The BJP which lost the support of Dalits in this year’s Lok Sabha elections, thus falling short of a majority, is believed to have regained some of this support in the Maharashtra and Haryana elections. With the BJP, which is no longer a “Brahmin Bania” party, wary of risking Dalit support, Shah even gave a press conference to say that his remarks about Ambedkar were being distorted. PM Modi, who remains aloof in such instances, jumped in to defend his No. 2.

The Congress has vowed to create a “movement” on the issue across the country, seeing an opportunity to intensify its push for Dalit support. Divided down the middle till only days earlier, on the Adani issue and on the question of who should lead the alliance, the INDIA bloc united over Babasaheb Ambedkar.

The trouble, however, is the timing. There are no big elections around the corner – except in little Delhi, and in Bihar later in 2025.

Even so, the DMK has passed a resolution criticising Amit Shah’s “mocking” words. The poll-bound Arvind Kejriwal has held out an offer promising to fund Dalit students who manage to get admission in prestigious foreign universities.

On the BJP side, Maharashtra CM Fadnavis did not waste time announcing a judicial probe into the death of a Dalit law student, “who aspired to be just 1% of Babasaheb”, in police custody, after he was picked up in Parbhani district for allegedly protesting against the desecration of the Constitution.
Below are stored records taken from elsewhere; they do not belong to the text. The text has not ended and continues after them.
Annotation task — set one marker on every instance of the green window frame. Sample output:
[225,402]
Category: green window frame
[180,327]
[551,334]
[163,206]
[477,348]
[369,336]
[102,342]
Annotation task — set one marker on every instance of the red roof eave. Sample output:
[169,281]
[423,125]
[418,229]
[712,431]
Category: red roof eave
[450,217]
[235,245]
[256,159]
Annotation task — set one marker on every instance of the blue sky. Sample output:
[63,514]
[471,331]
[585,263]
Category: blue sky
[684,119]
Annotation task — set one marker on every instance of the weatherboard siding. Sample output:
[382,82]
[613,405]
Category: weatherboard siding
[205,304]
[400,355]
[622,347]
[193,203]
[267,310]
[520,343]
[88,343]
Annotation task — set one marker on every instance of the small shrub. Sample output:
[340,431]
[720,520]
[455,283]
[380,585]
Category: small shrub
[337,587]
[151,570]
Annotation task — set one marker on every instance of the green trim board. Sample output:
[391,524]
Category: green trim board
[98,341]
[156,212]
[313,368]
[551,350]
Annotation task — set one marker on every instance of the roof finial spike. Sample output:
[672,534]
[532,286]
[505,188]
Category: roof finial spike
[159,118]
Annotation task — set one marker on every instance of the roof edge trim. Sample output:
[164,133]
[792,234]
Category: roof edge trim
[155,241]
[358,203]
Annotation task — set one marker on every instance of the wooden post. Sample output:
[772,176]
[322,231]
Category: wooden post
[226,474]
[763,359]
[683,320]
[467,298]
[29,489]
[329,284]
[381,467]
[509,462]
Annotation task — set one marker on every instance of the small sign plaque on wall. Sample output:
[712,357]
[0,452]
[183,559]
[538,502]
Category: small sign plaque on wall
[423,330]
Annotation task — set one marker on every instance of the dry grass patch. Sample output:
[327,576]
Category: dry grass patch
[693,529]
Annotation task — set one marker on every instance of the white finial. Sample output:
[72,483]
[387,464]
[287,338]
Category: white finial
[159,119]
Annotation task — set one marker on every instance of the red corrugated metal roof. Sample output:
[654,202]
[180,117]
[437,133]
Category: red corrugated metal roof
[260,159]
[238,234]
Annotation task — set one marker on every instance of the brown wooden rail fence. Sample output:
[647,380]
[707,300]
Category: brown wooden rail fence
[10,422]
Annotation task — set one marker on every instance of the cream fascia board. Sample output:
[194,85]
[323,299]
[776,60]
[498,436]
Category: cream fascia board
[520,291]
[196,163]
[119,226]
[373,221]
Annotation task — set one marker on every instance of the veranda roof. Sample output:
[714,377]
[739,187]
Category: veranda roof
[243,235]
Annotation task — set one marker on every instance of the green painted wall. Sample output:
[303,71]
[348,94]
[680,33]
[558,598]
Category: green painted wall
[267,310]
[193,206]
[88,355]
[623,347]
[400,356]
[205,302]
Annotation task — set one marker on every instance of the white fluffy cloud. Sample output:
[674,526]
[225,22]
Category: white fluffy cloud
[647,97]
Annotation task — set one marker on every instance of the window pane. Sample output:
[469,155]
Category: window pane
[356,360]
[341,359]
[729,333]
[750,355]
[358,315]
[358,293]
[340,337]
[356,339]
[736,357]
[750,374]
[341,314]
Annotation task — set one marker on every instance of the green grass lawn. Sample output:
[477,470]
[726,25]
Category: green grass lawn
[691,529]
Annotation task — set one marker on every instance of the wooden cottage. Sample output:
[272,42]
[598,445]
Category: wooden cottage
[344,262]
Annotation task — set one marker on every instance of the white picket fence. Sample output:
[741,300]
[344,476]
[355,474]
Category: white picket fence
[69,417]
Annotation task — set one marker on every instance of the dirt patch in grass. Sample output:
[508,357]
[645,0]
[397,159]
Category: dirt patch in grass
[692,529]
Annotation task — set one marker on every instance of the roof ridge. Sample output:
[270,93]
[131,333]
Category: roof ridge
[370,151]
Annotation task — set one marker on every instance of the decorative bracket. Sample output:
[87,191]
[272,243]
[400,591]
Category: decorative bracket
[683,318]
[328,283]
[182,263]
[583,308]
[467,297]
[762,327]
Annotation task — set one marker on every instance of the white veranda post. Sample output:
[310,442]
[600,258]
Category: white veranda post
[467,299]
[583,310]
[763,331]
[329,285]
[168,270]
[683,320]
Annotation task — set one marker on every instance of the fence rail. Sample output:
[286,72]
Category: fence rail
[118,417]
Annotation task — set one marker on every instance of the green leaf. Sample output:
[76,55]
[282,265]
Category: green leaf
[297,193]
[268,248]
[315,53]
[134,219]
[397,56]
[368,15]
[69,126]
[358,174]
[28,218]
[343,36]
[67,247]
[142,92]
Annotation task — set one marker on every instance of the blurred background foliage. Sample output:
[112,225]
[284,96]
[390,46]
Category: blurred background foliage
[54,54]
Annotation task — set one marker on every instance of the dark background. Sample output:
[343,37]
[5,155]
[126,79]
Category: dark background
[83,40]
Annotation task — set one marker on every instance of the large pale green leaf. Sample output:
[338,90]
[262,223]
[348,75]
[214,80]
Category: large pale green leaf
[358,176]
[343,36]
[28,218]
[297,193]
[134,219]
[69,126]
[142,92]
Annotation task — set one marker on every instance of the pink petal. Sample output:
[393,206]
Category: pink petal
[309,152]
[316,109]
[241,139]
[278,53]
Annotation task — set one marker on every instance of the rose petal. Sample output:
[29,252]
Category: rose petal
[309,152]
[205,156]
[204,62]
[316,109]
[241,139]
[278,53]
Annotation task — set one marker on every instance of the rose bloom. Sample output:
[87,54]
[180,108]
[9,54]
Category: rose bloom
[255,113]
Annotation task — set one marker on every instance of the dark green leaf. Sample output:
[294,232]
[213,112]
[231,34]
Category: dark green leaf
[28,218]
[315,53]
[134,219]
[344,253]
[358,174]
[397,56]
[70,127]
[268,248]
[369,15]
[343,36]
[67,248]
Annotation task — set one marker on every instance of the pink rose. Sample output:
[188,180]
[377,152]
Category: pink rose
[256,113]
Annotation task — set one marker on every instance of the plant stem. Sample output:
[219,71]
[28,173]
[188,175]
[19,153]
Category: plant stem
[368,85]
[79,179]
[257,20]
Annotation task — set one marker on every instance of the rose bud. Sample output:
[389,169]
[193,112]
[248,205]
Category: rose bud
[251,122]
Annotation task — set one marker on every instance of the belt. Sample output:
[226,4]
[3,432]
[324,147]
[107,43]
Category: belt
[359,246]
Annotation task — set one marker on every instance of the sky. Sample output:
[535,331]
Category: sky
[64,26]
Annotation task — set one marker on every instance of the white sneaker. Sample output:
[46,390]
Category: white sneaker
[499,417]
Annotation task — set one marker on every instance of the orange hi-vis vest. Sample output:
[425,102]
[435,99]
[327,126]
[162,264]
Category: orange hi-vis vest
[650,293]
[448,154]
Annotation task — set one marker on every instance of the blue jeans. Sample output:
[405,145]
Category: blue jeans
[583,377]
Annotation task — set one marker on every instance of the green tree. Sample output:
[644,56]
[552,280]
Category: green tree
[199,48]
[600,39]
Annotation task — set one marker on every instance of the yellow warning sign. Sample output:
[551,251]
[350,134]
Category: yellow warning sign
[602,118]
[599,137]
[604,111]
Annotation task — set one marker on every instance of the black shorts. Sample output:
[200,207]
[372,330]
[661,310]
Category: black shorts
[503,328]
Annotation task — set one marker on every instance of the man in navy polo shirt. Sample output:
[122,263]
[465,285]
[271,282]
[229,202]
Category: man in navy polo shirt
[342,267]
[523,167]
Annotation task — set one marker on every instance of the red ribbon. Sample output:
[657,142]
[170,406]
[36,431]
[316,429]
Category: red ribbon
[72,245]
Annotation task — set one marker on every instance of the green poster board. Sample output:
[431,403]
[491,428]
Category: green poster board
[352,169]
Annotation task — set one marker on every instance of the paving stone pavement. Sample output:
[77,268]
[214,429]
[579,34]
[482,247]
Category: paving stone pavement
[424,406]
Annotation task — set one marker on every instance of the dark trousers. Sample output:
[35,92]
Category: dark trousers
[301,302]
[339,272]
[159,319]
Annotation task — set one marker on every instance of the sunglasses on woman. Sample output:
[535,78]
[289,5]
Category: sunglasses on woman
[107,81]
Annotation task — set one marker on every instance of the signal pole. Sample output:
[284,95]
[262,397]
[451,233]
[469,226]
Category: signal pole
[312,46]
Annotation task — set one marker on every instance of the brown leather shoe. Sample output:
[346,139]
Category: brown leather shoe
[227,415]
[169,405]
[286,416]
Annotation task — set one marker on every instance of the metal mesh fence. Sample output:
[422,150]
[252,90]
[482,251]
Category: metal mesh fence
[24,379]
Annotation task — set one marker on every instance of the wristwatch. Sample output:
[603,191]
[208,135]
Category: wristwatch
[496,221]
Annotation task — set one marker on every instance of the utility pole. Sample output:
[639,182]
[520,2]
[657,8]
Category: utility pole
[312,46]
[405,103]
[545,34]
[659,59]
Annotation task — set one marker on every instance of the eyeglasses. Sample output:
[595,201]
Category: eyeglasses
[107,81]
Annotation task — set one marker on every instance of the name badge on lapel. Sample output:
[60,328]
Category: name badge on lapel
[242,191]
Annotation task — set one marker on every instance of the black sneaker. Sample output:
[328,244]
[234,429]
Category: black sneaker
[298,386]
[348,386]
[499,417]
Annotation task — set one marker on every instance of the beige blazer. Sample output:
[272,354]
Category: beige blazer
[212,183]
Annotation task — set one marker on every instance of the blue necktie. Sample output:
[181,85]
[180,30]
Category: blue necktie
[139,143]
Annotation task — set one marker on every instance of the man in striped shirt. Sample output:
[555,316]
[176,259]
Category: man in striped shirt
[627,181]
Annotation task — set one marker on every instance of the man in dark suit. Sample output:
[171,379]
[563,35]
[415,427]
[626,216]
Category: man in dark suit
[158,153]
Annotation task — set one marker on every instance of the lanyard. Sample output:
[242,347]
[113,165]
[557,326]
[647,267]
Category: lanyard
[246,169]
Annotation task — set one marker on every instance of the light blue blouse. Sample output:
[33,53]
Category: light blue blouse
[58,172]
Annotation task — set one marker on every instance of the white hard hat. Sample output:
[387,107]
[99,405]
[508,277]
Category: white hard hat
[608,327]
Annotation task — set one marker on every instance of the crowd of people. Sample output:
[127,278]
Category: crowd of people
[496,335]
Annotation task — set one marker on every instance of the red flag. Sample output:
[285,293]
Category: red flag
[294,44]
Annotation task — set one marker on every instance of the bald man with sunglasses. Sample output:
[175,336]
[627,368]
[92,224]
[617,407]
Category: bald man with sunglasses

NCP (SP) chief Sharad Pawar moved to highlight the incident, and Fadnavis rushed his Deputy CM Ajit Pawar to damage control.

Political parties now know how quickly Dalit youth can galvanise – as they did in the Lok Sabha elections after the Opposition claimed that “400 paar (400-plus)” seats for BJP could entail end of reservations, enabled by Babasaheb.

Today, with the BSP, the preeminent Dalit party, on the wane, there is a growing vacuum in Dalit leadership. Now it seems the young, educated, aspirational Dalits are in the lead. Ambedkar’s importance in their lives has grown exponentially. Political parties sense this change – and can ignore it no longer.